Die U 14-Volleyballer des HTV/USC Heidelberg mussten sich nach großartigem Kampf dem TSV Mühldorf knapp mit 1:2 (14:25, 25:21, 8:15) geschlagen geben. Weil das Spiel um Platz drei nicht ausgetragen wird, erhielten sie - wie auch der zweite Halbfinalverlierer, der SC Potsdam - die Bronzemedaille und gehen damit als die bisher erfolgreichste Mannschaft in die Vereinsgeschichte ein. Ein zusätzlicher, wenn auch schwacher Trost war der lang anhaltende Applaus der Zuschauer nach der Niederlage und die Gewissheit, dem späteren deutschen Meister einen Satz abgeknöpft zu haben. Außerdem waren die Heidelberger im Konzert der vier Besten das einzige Team, das sich als Zweiter der regionalen Entscheidung für diese nationalen Titelkämpfe qualifiziert hatte.

Mühldorf dominierte das Endspiel gegen den Schweriner SC (27:25, 25:12) letztlich sehr souverän. "Wir wollten zumindest eine Medaille. Dass es zum Sieg gereicht hat, ist umso schöner", sagte Mühldorfs Trainer Jogi Tille und vergaß auch nicht den Ausrichter, den Heidelberger TV, zu loben: "Das war alles perfekt wie vor vier Jahren bei der U 20-DM." Schwerins Trainer-Urgestein Horst "Willi" Holz, der mit den Organisatoren äußerst zufrieden war, hat den Finaleinzug seiner Mannschaft nicht erwartet: "Ich bin froh, dass es geklappt hat, zumal die Leistungsschwankungen in diesem Alter doch enorm sind."

Das sieht HTV/USC-Trainer Christian Lohse ähnlich. "Da kann jeder jeden schlagen. Wer die Schwächephasen, die jede Mannschaft hat, am besten kompensieren kann, ist im Vorteil." Im ersten Gruppenspiel gegen den TSV Markkleeberg wurde diese Einschätzung bestätigt. Die "Jungen Wikinger" lagen im ersten Satz mit 4:12 zurück und waren so gut wie geschlagen. Doch sie spielten geduldig, fanden ihren Rhythmus, machten weniger Fehler und gewannen mit 29:27. Der zweite Durchgang (25:16) war nur noch eine Formsache. Von diesem Erfolg beflügelt, ließen sie auch VoR Paderborn beim 2:0 keine Chance.
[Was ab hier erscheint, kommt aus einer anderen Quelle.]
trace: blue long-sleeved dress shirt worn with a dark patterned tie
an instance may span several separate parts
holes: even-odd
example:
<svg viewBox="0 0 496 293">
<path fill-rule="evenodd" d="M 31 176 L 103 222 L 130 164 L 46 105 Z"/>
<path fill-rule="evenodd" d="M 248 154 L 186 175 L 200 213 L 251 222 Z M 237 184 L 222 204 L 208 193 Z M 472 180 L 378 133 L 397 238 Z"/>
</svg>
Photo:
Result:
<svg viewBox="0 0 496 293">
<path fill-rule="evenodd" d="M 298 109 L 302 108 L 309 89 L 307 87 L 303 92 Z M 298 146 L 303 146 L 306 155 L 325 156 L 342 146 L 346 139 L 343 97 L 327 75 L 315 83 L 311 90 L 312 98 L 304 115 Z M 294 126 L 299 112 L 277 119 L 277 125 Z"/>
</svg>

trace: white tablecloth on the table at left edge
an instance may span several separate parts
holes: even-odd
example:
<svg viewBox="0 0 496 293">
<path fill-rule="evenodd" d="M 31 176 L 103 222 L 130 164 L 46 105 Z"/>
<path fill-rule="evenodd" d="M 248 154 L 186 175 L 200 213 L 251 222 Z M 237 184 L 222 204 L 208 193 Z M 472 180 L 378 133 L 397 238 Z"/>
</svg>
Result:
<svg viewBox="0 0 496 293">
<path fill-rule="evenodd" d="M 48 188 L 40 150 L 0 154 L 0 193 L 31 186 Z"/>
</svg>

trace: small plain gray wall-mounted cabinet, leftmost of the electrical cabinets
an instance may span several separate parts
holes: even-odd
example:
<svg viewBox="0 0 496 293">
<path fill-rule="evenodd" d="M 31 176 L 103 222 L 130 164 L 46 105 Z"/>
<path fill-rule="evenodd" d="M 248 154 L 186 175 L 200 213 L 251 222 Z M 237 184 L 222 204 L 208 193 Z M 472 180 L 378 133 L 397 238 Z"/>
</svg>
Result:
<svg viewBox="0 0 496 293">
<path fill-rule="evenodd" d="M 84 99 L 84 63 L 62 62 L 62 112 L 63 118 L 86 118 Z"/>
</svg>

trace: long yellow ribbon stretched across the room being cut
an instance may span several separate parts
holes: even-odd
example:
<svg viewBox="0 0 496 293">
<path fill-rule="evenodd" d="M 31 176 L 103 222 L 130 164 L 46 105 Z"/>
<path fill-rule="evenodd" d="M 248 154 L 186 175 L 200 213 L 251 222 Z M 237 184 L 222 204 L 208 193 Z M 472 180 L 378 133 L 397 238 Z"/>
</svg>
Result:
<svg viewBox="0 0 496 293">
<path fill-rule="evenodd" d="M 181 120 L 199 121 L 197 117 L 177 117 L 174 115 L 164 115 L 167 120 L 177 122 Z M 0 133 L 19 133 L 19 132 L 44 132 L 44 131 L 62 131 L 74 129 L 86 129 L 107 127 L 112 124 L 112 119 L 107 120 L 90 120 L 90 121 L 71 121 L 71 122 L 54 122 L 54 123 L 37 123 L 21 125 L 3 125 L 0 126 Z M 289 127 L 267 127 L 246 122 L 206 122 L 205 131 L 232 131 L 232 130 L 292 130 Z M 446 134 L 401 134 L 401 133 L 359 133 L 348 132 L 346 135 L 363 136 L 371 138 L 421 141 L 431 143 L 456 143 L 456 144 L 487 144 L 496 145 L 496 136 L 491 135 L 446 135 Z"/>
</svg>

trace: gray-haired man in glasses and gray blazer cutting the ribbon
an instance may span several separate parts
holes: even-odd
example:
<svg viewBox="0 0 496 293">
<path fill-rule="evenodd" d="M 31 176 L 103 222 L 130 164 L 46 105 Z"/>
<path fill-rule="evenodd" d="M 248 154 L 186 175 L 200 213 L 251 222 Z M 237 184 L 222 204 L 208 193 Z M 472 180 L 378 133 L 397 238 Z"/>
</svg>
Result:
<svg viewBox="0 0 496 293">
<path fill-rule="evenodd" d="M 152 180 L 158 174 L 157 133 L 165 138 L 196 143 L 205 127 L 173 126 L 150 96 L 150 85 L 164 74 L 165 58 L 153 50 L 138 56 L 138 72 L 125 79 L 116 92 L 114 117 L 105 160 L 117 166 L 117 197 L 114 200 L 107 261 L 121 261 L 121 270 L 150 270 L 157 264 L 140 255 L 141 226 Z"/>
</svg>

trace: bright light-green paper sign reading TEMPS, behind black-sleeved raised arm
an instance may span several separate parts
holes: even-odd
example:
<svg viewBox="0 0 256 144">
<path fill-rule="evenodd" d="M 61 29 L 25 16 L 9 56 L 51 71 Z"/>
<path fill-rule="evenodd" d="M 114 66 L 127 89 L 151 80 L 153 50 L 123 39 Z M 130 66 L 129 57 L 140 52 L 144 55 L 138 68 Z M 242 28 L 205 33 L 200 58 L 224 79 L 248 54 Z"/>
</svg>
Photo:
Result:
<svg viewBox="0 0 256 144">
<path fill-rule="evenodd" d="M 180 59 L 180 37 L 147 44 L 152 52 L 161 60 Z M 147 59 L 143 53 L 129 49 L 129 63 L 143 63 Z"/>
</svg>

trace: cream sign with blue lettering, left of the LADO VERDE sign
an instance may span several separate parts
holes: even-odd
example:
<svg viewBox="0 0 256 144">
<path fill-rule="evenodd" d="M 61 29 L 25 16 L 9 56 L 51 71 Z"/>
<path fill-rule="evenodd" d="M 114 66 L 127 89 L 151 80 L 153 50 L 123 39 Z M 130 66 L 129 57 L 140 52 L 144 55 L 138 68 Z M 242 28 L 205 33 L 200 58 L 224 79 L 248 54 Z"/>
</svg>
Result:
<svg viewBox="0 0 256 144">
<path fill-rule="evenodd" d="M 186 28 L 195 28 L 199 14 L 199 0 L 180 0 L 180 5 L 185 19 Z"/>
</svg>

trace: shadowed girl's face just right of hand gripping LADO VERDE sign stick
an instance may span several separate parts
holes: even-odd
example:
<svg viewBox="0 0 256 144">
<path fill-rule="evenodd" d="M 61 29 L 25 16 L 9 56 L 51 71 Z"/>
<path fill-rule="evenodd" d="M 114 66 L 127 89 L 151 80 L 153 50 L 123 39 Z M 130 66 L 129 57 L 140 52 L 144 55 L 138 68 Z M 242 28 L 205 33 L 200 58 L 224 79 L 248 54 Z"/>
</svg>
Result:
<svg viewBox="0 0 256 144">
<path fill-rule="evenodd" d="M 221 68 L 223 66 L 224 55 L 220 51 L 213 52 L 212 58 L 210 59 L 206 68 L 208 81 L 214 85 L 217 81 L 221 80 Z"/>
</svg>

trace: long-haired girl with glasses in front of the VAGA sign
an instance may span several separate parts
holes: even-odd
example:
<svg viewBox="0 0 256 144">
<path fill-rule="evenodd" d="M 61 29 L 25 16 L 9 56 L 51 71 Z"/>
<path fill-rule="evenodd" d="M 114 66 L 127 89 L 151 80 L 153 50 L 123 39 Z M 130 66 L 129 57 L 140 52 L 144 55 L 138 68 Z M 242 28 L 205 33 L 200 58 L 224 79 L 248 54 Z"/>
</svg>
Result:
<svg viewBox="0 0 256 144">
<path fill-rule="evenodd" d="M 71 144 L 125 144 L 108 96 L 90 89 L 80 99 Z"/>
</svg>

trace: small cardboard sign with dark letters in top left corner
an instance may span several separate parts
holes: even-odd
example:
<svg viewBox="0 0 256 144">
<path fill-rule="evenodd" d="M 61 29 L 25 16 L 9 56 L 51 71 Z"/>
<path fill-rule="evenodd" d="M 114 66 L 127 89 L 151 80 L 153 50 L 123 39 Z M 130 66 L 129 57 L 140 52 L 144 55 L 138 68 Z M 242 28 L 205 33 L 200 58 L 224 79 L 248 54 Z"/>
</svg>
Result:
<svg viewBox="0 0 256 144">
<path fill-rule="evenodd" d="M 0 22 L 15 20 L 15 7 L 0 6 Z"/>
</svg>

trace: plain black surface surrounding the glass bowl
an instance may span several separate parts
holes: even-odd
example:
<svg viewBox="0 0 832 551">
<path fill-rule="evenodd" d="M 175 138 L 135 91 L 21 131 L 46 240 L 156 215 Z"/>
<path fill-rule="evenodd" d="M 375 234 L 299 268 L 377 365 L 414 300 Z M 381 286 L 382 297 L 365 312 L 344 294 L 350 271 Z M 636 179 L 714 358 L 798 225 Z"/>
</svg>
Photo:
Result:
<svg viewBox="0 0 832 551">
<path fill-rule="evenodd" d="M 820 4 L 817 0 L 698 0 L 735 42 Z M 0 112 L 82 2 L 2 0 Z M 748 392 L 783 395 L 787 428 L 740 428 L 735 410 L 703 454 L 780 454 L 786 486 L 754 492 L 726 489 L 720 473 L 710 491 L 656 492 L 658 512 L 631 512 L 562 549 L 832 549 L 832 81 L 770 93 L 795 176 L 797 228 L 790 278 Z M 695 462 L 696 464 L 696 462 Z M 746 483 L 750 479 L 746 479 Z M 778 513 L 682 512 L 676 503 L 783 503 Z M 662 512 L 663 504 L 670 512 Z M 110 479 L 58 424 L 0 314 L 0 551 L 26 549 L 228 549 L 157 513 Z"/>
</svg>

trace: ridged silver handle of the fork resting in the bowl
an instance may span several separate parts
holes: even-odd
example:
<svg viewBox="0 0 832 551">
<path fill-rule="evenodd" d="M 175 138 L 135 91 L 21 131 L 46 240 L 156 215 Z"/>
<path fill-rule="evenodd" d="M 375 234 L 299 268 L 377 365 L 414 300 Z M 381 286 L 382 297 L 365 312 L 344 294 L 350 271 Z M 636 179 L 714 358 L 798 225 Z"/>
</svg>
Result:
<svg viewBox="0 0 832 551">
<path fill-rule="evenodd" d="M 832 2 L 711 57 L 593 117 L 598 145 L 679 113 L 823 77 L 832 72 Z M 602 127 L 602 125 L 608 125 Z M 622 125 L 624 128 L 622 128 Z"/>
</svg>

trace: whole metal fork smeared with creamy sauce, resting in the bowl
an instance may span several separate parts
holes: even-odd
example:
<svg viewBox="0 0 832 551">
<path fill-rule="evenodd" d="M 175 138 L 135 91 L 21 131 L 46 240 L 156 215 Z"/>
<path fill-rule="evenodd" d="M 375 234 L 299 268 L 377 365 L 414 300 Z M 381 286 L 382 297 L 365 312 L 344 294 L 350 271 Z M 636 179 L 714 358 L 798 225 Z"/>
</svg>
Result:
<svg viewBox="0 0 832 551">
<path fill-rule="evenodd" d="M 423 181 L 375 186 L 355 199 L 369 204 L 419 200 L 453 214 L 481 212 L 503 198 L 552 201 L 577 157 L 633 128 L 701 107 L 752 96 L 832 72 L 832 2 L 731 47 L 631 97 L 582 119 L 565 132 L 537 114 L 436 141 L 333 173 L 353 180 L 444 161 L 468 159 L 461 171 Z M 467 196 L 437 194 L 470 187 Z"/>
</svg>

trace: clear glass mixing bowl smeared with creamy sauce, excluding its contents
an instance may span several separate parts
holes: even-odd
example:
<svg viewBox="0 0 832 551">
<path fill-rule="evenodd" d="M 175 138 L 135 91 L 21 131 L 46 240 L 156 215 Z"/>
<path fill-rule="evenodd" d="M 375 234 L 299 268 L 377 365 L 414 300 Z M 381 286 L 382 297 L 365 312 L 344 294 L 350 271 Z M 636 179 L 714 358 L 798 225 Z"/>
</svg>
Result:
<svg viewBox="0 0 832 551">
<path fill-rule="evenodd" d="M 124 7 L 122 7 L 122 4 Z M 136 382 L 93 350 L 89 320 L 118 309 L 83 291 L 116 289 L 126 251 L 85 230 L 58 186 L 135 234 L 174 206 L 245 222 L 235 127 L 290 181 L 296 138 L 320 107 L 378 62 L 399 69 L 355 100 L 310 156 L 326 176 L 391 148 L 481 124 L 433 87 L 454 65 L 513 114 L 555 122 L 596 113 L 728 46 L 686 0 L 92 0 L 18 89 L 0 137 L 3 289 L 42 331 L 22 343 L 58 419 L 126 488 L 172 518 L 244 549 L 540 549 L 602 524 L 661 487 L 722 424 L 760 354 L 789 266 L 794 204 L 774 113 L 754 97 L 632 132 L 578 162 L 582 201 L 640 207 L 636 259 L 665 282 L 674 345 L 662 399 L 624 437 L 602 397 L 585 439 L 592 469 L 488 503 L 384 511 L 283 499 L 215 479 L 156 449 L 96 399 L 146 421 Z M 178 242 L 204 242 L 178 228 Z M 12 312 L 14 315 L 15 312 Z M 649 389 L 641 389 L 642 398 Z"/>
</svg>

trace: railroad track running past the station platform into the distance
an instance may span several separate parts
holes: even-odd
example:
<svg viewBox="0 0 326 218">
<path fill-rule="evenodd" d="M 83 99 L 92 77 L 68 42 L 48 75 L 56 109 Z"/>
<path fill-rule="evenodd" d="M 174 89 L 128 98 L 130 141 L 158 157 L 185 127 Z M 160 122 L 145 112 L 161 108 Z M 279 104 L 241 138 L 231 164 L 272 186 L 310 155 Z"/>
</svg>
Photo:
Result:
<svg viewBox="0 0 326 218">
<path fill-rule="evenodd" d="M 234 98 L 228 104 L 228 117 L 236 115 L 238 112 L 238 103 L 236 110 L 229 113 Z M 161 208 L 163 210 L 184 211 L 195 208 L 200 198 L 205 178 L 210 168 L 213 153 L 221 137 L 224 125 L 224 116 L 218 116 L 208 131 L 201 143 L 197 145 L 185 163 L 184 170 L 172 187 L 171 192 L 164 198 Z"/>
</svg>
Gegen die SG Rotation Prenzlauer Berg aus Berlin reichte bereits ein Satzgewinn, um Sieger der Gruppe A2 zu werden und direkt ins Viertelfinale einzuziehen. Das gelang beim 25:22 sofort, obwohl der Berliner Coach für eine minutenlange Diskussion und damit Unterbrechung sorgte. Berlin gewann letztlich mit 2:1, wobei die Heidelberger in dem sehr spannenden Tie-Break (27:25) sechs Matchbälle vergaben, ehe Berlin den siebten verwandelte. Die Jungs bildeten einen Kreis und skandierten hüpfend: "Gruppensieger, Gruppensieger."

Im Viertelfinale wartete der Oldenburger TB auf den HTV/USC. Aber auch der Nordwest-Meister erwies sich nicht als Stolperstein. Mit dem 2:0-Sieg wurde der Halbfinaleinzug perfekt gemacht. Bertram Beierlein, der Trainer der Regionalliga-Frauen des HTV, sah sich in seiner Prognose bestätigt und meinte: "Die Mannschaft hat das Zeug dazu." Auch Martina Einsele war von den Ereignissen überwältig. Die Chefin der HTV-Volleyballer sprach sogar von einer Sensation: "Sportlich wie organisatorisch hatten wir zwei perfekte Teams. Besser geht es nicht." Auch Harald Schoch, der Präsident des Nordbadischen Volleyball Verbands (NVV), benutzte das Wort "sensationell". Er bescheinigte dem HTV nicht nur eine ausgezeichnete Jugendarbeit, sondern sieht den Klub auch prädestiniert für "höhere Aufgaben, wenn die neue Halle in Heidelberg fertig ist".

Sportkreisvorsitzender Gerhard Schäfer zeigte sich ebenfalls stark beeindruckt. Er attestierte dem HTV eine "tolle Leistung" und ergänzte: "Die Stadt sowie der Sportkreis können stolz darauf sein. So stelle ich mir Vereinsarbeit vor."